If you think this is an exercise in engineering or psychology, think again. It's a lesson in business.
"I created it to teach students how to communicate virtually," says Rowena Ortiz-Walters, a teaching assistant in business management. "Learning how to get ideas across without being face-to-face is a skill they will need in the workplace. People developing a product in China may need to describe that product to someone in London or Japan."
Ortiz-Walters, who describes herself as a "very creative person," says she changes her management course every year. "I like trying new things," she says. Her teaching skills were recognized by the University when she received the 2003 Outstanding Teaching Assistant Award.
Ortiz-Walters earned a bachelor's degree in chemistry from UConn in 1992 and a master's degree in business from the University of New Haven in 1999. She is currently working on her doctorate in business management, and plans to complete it this year.

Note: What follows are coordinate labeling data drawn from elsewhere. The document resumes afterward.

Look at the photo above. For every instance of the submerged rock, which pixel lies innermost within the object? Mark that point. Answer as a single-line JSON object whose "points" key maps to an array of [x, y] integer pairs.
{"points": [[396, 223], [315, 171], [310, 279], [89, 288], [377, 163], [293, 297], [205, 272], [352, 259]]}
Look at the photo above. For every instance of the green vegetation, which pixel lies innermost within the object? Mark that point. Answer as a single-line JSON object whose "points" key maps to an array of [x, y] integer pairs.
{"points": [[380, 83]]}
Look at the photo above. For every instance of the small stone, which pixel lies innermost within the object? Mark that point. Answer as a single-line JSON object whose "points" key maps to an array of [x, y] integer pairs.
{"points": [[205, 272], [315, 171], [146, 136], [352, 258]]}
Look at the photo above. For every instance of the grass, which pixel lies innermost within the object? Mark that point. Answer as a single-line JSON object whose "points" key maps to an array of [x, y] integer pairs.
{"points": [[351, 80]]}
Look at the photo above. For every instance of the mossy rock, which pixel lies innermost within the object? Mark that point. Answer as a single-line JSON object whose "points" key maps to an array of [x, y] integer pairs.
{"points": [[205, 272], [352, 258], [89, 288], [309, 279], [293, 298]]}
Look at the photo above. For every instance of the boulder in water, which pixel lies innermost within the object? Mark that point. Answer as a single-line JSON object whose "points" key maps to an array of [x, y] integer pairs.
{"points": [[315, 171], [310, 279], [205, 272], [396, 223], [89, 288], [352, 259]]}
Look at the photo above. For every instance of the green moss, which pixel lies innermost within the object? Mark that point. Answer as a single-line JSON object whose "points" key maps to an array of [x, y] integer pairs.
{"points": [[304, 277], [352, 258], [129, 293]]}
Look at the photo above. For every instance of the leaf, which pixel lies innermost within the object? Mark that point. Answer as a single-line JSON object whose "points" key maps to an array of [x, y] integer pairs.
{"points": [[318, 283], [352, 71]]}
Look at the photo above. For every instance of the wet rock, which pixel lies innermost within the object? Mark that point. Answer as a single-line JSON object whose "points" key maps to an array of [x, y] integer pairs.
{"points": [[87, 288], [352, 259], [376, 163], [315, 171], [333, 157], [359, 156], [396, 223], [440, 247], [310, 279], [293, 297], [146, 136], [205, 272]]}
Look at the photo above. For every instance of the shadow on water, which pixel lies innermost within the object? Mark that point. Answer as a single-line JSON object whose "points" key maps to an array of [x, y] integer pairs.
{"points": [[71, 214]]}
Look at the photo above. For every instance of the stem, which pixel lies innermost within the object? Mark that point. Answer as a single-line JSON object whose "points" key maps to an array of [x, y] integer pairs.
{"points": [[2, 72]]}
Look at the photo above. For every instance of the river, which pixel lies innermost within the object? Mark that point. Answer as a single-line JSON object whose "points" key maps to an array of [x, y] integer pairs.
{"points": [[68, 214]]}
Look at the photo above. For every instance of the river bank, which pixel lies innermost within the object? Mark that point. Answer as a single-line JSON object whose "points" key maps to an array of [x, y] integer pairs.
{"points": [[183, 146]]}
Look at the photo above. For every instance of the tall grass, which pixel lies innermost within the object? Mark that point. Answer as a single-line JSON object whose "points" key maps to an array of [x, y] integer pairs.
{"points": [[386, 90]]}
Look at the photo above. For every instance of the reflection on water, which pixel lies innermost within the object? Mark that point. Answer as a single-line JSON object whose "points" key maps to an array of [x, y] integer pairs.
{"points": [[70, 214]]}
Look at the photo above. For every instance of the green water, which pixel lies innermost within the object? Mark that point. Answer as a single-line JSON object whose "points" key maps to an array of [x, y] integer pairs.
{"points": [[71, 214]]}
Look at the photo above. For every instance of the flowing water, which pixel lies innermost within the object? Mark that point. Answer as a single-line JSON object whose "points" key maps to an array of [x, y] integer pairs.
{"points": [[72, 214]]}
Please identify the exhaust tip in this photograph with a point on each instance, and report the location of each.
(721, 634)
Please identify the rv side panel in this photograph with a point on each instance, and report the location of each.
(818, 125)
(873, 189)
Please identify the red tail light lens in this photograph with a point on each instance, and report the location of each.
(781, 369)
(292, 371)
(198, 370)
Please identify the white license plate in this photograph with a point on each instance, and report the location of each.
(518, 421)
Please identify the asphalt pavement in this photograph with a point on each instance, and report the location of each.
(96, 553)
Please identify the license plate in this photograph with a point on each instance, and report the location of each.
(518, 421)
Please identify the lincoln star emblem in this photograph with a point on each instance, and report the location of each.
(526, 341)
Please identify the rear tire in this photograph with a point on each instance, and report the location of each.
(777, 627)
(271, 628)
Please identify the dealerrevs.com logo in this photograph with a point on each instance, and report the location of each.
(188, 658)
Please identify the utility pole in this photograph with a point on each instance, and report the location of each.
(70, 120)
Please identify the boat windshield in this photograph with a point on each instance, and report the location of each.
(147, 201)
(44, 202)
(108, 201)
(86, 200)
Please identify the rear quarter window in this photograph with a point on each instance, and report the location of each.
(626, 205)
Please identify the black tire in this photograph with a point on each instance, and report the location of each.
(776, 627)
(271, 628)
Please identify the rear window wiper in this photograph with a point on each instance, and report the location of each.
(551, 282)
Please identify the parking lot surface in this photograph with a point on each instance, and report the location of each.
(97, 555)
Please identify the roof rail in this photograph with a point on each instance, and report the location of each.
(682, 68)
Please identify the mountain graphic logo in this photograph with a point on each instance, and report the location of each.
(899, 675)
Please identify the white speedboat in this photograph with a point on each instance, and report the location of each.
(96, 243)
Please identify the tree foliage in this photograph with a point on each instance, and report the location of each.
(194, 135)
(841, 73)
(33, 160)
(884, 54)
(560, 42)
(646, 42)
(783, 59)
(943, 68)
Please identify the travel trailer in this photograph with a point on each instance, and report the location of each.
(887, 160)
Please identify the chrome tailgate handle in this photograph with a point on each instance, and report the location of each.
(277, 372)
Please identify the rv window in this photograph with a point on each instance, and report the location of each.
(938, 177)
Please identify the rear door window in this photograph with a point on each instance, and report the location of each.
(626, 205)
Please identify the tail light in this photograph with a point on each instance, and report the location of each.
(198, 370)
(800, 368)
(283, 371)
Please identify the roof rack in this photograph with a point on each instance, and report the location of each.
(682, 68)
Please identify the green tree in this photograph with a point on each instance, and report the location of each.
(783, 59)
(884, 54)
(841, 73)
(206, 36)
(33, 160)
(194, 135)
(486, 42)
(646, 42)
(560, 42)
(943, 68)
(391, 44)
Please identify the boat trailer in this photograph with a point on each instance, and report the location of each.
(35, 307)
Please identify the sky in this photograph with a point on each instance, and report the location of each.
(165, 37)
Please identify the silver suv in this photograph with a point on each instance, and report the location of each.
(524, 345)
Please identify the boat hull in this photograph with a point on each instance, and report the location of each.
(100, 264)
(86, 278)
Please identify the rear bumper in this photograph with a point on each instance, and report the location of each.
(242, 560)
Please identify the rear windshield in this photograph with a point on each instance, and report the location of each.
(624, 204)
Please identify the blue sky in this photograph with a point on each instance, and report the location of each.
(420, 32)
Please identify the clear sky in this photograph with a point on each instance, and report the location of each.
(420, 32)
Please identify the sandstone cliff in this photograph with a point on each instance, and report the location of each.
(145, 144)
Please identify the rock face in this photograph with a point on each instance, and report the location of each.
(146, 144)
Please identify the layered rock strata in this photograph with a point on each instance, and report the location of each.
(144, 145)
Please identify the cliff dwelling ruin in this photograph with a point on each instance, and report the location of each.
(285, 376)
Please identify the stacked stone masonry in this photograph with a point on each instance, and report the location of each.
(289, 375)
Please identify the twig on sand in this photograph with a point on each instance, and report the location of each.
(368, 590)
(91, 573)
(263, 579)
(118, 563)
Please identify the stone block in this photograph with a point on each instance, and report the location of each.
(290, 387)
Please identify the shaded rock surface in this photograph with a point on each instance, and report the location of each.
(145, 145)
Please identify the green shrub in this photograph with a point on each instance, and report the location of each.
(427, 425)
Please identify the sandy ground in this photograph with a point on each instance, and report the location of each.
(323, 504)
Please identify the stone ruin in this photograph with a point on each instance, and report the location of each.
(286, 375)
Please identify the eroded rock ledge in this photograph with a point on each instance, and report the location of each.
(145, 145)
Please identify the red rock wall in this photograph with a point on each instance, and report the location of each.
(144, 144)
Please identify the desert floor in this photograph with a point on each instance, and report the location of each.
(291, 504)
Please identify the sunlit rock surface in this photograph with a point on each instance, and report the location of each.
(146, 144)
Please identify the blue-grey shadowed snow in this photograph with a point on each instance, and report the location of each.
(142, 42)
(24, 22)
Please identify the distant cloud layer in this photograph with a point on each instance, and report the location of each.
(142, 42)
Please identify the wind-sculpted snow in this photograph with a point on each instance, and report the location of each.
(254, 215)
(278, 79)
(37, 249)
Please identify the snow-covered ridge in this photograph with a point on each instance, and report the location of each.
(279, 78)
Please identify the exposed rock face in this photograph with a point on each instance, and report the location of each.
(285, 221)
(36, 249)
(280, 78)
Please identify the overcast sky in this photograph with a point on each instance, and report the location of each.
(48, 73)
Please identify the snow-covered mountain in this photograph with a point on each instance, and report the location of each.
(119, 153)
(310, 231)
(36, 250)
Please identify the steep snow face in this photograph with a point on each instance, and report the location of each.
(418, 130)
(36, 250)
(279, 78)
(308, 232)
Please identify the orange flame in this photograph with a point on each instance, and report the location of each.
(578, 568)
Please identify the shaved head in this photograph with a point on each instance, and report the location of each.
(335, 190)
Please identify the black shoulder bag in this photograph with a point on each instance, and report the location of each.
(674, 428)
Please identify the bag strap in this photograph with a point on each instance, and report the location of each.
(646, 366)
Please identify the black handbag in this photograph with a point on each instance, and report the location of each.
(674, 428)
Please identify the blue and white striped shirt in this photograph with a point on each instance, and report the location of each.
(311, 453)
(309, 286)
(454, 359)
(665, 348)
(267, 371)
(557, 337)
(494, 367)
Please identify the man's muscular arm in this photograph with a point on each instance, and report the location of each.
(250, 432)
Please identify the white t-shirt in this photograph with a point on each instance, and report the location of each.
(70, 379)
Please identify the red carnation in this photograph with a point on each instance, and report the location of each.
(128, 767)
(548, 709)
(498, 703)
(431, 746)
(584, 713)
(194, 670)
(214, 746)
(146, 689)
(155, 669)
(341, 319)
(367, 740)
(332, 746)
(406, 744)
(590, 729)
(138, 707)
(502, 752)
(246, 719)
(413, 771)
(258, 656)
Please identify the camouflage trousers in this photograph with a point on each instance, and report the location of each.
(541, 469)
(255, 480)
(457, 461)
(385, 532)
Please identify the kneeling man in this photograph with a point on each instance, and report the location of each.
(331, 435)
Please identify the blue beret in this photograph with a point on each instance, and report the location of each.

After receiving her undergraduate degree, Ortiz-Walters spent three years working at Uniroyal as a chemist, where she formulated engine oils for cars. She then decided to study for a master's degree in business, and took classes at night. "I found it so intriguing, that I decided to go for doctorate," she says.
Ortiz-Walters says her experiences in the workplace have helped her in teaching. "I learned interpersonal skills, how to work in teams, and how to deal with a diverse group of people," she says. "I transfer that to the classroom, and share my experiences with them, especially as a Hispanic woman in the workplace."
Ortiz-Walters says she learns something new each semester.
"Each year is a stepping stone," she says. When she first started teaching, she focused on team-oriented assignments, her own preference in learning. But when she saw that some students were uncomfortable with that approach, she designed other tasks to meet their needs, such as reviewing articles on business issues and explaining them to her online.
Sometimes she teaches an entire class online. An online class discussion about business ethics drew "even the most quiet students" into a debate, she says. "There were threads upon threads of comments by students regarding a question about corporate responsibility."
Ortiz-Walters uses self-assessments to help her students link what they've learned in class to their own careers, success, and satisfaction. They are required to fill out self-assessment forms - which rate their abilities on different skills and concepts such as motivation, leadership, and diversity - at both the beginning and end of the semester. In their final paper, they share what they've learned throughout the semester, and how they personally have grown.
"This is an opportunity to reflect on what they've learned," she says. "They can apply it right to their lives."
Christopher Quimby, a master's degree candidate in business who took Ortiz-Walters' Management 201 class, says he liked the way she incorporated projects and short-term teamwork assignments into the classroom.
"It enabled me to see myself as a leader and work on strengths and weaknesses," he says.
Jacob Kozak, an eighth-semester business management major, says "Her lectures through group work are engaging and help illustrate the points we cover in class."
Ortiz-Walters says she continually strives to introduce innovative materials to the classroom. These include watching videotapes of group tasks and making collages for self-expression.
Lucy Gilson, an assistant professor of management, describes Ortiz-Walters as a 'high-energy teacher' who spends a lot of time working with students.
"She always tries out new ideas and solicits feedback from them," says Gilson, who is Ortiz-Walters' dissertation chair. "She has them evaluate lessons, and based on their feedback, incorporates changes, if necessary. She's a great teacher."
Ortiz-Walters says she loves seeing the personal growth of her students.
"By the end of the semester, you see the friendships that have developed among them and see them doing things they never thought they could do," she says. "That fascinates me."